Let’s take a closer look at these two concerns and their related principles.

For the data definition issue, when you collect any type of spatial data – whether it’s for water, road, soil or forest classes – it is necessary that you do it purposely for your organization’s needs and uses. This would be termed your primary reason for collecting and maintaining the data. It’s also important to consider that there may be additional downstream uses of this data. These are termed the secondary or supplemental uses of this data. However, even if you collect and store the data with the broadest application in mind, it may still not be interoperable. This is because an organization in a neighbouring jurisdiction may be collecting the same or similar data to quite different specifications because both jurisdictions are working independently.
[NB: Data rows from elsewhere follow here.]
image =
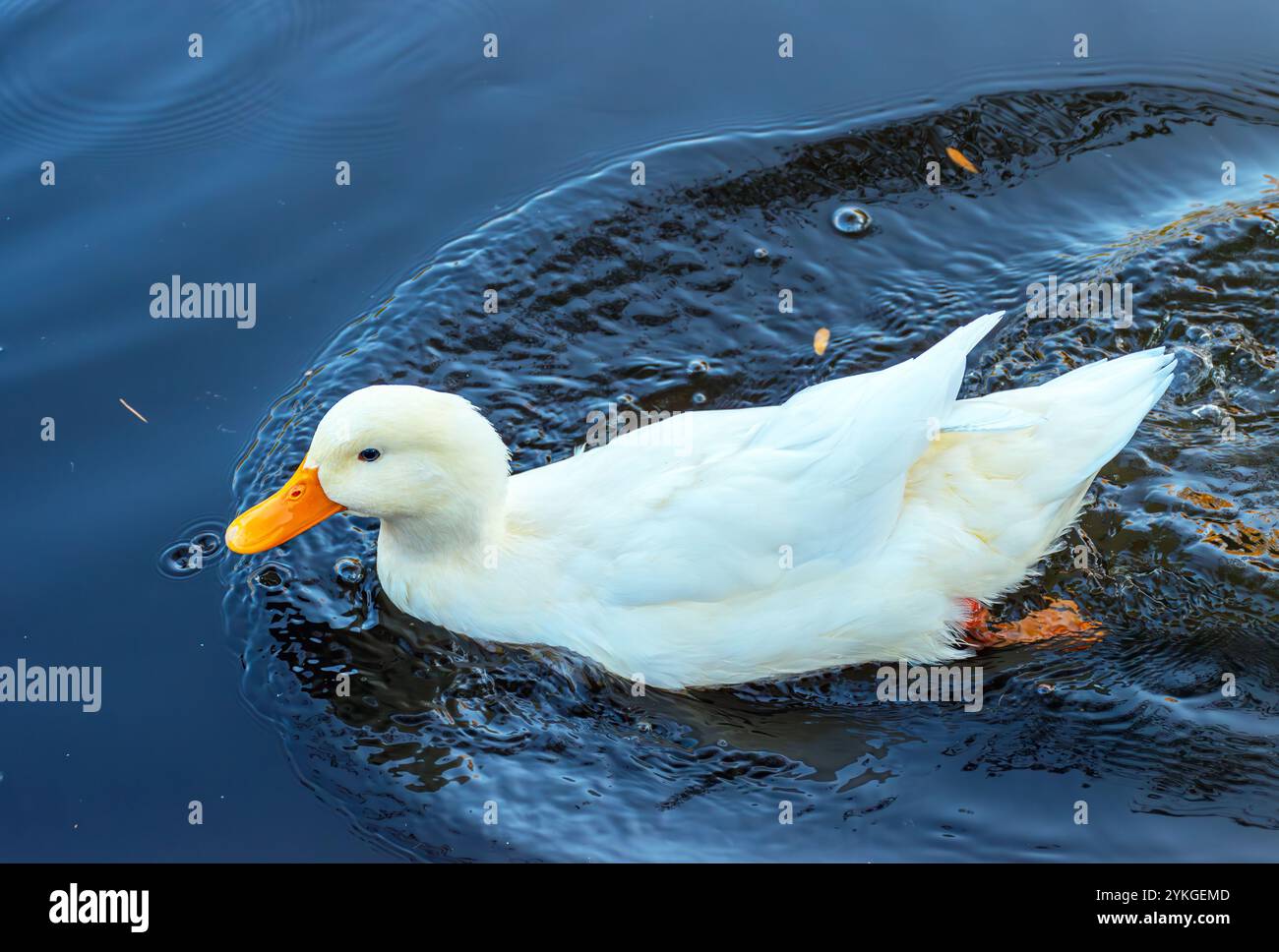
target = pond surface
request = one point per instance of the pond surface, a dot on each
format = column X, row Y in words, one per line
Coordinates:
column 516, row 174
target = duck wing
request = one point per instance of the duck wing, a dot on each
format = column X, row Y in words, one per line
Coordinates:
column 720, row 504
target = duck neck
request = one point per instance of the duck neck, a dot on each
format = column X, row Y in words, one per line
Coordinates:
column 468, row 532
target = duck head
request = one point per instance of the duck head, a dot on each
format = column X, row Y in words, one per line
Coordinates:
column 401, row 453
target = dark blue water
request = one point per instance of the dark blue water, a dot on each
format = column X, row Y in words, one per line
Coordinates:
column 515, row 174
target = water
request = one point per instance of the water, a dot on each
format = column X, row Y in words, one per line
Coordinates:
column 518, row 178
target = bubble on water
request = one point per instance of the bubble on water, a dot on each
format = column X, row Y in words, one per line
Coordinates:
column 199, row 546
column 349, row 570
column 273, row 576
column 208, row 542
column 851, row 220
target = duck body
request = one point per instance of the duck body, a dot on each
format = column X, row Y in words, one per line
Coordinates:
column 847, row 525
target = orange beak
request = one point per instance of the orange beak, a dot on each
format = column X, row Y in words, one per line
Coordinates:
column 295, row 507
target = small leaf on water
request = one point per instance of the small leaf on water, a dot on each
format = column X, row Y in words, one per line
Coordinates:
column 960, row 160
column 820, row 340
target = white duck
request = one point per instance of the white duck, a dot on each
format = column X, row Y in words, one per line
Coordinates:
column 851, row 524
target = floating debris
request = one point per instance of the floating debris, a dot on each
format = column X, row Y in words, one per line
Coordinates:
column 348, row 568
column 851, row 220
column 960, row 160
column 132, row 410
column 820, row 340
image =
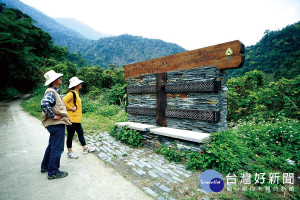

For example, I’ve seen water quality data collection where similar organizations were doing excellent jobs of collecting data within their jurisdictions. However, the problem was that one of the organizations collected their data as a specific measurement, another collected their data as a percentage and yet another organization collected their data using different water quality chemical analysis. As you can imagine, when these organizations tried to integrate this data across the combined geography, it was an impossible task. Another example of limited interoperability is the different road classifications used in the provinces that makes it difficult to create national road coverage.

So, what’s the solution to getting the spatial data definitions across Canada closer to some kind of interoperable data standard? Well, this is a very difficult task. First, there’s the issue of getting subject matter experts to agree on a common set of classes and attributes. Next is the issue of getting organizations to buy into and implement the new data definitions. Finally, there’s the organizational inertia that causes a delay in implementation. I’m certainly not saying that this task will be easy, but if we don’t start now, it will take even more time and effort in the future.

These maps show the Alberta-Saskatchewan provincial border. The map on the left shows many roads that change their road type at the provincial border. This is because the road type definitions are different, but in reality, there is no change in the road at the border. The map on the right shows the same area with the common road type definitions.

The second interoperability principle is the use of SDI technology for data sharing. This means publishing your organization’s data so that others can search, find, download and use it. Using SDI makes your data more visible. While you can just email the data file to your neighbouring jurisdiction, this doesn’t make it more public. Also, it doesn’t allow others to use your data for secondary uses and it doesn’t allow them to perhaps use your data definitions as a best practice. This would permit others to start collecting data in their jurisdiction using the same data definitions and maybe even the same data model.

Your organization does not need to make a big investment to use the SDI approach either. You or your organization could simply publish the data on ArcGIS Online as a feature service. As long as the layer is public and the publisher has allowed others to export it, the layer can be searched, examined, used in maps and downloaded. This SDI approach would allow others to use your data and perhaps style their data in a similar fashion.

Why is data sharing so important? If you share your data, others may use it in their maps and analysis, but perhaps equally important, others can see what data you have collected, as well as the structure, model and other aspects of your data. This may spur other jurisdictions to follow your lead and collect data in their jurisdiction in a similar fashion so that your data will become more interoperable over a wider geographic coverage. So, share your geospatial data if, when and where you can! There are lots of benefits.